Unicode defines four forms: NFD (canonical decomposition), NFC (canonical composition), NFKD (compatibility decomposition), and NFKC (compatibility composition).

  1. "café" becomes "café" in NFD and stays "café" in NFC.
  2. "Äffin" becomes "Äffin" in NFKD and becomes "Äffin" in NFKC.

Examples:

normalize_text("café", form=NormalizationForm.NFD)  # "café"
normalize_text("café", form=NormalizationForm.NFC)  # "café"
normalize_text("Äffin", form=NormalizationForm.NFKD)  # "Äffin"
normalize_text("Äffin", form=NormalizationForm.NFKC)  # "Äffin"

Parameters:

Name Type Description Default
text str | Sequence[str | None] | None

A single string, sequence of strings, or None to normalize.

required
form NormalizationForm | str

Unicode normalization form. Defaults to NormalizationForm.NFC.

NFC

Returns:

Type Description
str | list[str]

str | list[str]: The normalized text, preserving the input type str or list[str]).

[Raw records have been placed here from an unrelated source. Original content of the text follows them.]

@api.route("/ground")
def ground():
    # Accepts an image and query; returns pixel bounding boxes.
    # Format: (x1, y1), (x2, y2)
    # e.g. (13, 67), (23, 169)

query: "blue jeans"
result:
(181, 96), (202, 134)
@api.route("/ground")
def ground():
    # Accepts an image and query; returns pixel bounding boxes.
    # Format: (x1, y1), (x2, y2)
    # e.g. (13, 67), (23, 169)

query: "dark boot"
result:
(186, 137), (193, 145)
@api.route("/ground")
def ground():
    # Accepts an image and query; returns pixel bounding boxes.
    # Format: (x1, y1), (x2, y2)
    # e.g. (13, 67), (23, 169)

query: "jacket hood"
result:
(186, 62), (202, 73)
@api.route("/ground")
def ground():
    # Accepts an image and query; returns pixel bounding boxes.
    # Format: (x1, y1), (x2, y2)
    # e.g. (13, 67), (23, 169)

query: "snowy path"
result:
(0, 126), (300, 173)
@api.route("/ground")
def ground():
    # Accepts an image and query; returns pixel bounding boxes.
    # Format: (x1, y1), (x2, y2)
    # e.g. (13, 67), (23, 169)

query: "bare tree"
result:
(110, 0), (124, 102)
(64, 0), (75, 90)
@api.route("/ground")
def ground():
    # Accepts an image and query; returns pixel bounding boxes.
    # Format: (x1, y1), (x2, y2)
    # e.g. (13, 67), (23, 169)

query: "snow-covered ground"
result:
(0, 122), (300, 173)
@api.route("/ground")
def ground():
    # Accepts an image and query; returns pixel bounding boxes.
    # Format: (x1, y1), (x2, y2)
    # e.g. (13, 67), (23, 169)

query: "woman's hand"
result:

None inputs are converted to empty strings.

remove_diacritics(text)

Remove combining diacritical marks from Unicode text.

Examples:

remove_diacritics("café")  # "cafe"

Parameters:

Name Type Description Default
text str | Sequence[str | None] | None

A single string, sequence of strings, or None from which to remove diacritics.

required

Returns:

Type Description
str | list[str]

str | list[str]: The text with diacritics removed, preserving the input type. None inputs are converted to empty strings.